記事公開日 2023/9/20 16:00 最終更新日 2023/9/20 16:00 フィデリティ 世界中小型株 NISA

いよいよ来年1月から新NISA(少額投資非課税制度)がスタートします。

投資期間が長期におよぶことを考えると、世界の株式市場への投資が中心になるように思えます。

筆者は、株式を中心とするポートフォリオづくりは「プロ野球の球団経営」でたとえるとわかりやすいと思っています。秋になってプレーオフが近づく米メジャー・リーグで考えてみます。

今を重視したロサンゼルス・エンゼルス、将来を重視したニューヨーク・メッツ

米メジャー・リーグでは、毎年7月を過ぎると、プレーオフに進出できそうなチームと、難しそうなチームの間で経営戦略が分かれます。

プレーオフに進出できそうなチームはトレードで即戦力を獲得し、代わりに将来有望な若手(→「プロスペクト」と呼ばれる)を放出します。プレーオフ進出を争うライバル・チームも同じ動きをして補強を試みるので、自分たちもそうせざるを得ない「囚人のジレンマ」(ゲーム理論の主要な示唆のひとつ)が生じます。

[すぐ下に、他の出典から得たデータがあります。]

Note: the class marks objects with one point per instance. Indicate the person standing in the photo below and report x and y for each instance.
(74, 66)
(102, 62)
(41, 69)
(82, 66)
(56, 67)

たとえば、ロサンゼルス・エンゼルスは8月1日のトレード期限までに8人の選手を補強し、若手を放出しました。仮に補強をせず、逆に今シーズンで契約が切れてフリー・エージェントになる大谷翔平選手をトレードに出せば、将来有望な若手数名を獲得できました。しかし、エンゼルスは今シーズンのプレーオフ進出に賭けて彼を残留させました*。こうしたチームは「今を重視している」と言えるでしょう。*大谷選手との契約延長への期待も残留や補強に影響したでしょう。

他方で、プレーオフ進出が難しそうなチームはトレードで即戦力を手放し、代わりに将来有望な若手を獲得します。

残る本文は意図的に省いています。